Andhra Pradesh was the most financially attractive state throughout the process. At ₹9.9 lakh per year for B-category management quota seats, AP fees were less than half of comparable UP options. Dr. Abhirami's GSL MBBS background gave her genuine AP eligibility and a familiarity with the state.

AP kept delaying its counselling at every stage. R1, R2 — no allotment. By R3, the data showed Dr. Abhirami was very close to the cutoff. She narrowly missed.

Why AP was kept as full choices throughout

Even with the ₹3 lakh security risk in R3, AP's fees made it worth trying to the last round. If AP had come through, the annual saving versus UP would have been over ₹10 lakh — more than ₹30 lakh over the course of the degree. The narrow miss was genuinely costly in financial terms. But the strategy of keeping AP fully open at every opportunity was correct — not pursuing it out of risk aversion would have been a worse mistake.


6
16 February 2026 — allotted

UP results released on 16 February. Dr. Abhirami checked and sent a screenshot: "Sir allotted." Venkateshwara Medical College, Amroha — MS General Surgery. ₹21.64 lakh per year.

The immediate sequence: remove Karnataka options, collect originals from Karnataka, report to UP nodal centre with DD, then to the college. Timeline: 19th February. Three days.

What ₹21.64 lakh actually means in context

Deemed university MS General Surgery at this rank would have cost ₹25–30 lakh per year, often more, frequently with a bond. Comparable Karnataka private colleges were ₹18–22 lakh with a ₹7 lakh penalty condition and originals held. UP with a ₹21.64 lakh fee — near Delhi for connectivity, no bond at this institution, Hindi-comfortable environment — represented a genuinely reasonable outcome for a dropper with a real budget ceiling. The total course cost is manageable. The speciality is the one she came for. The location works logistically.

Dr. Abhirami had been in this process since August 2024 — one year and six months of navigating two NEET PG cycles, six state counsellings, document verifications across Bangalore and Andhra Pradesh, and a financial constraint that never relaxed. The allotment at Venkateshwara Amroha was not a compromise. It was the strategy working exactly as it was supposed to.


"Thank you so much for your support."
— Dr. Abhirami, 16 February 2026, on the day UP allotment came through
Venkateshwara Medical College, Amroha · MS General Surgery
Two NEET PG cycles.
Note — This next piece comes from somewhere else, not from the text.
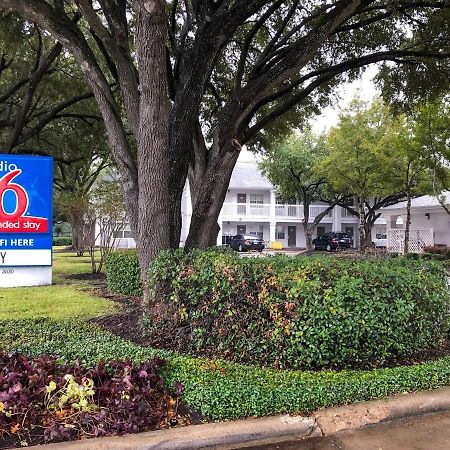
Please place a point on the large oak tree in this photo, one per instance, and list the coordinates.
(200, 78)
Six states. One budget that never moved.
The result came in UP, in Round 3, within budget — exactly where the data said it would.
Dr. Abhirami · NEET PG AIR 84,353 · MBBS GSL Rajahmundry
Venkateshwara Medical College, Amroha · MS General Surgery · UP R3 allotment
₹21.64L/year · Delhi-NCR corridor · Hindi-comfortable

A rank tells you what's possible. A strategy tells you which possibility is yours.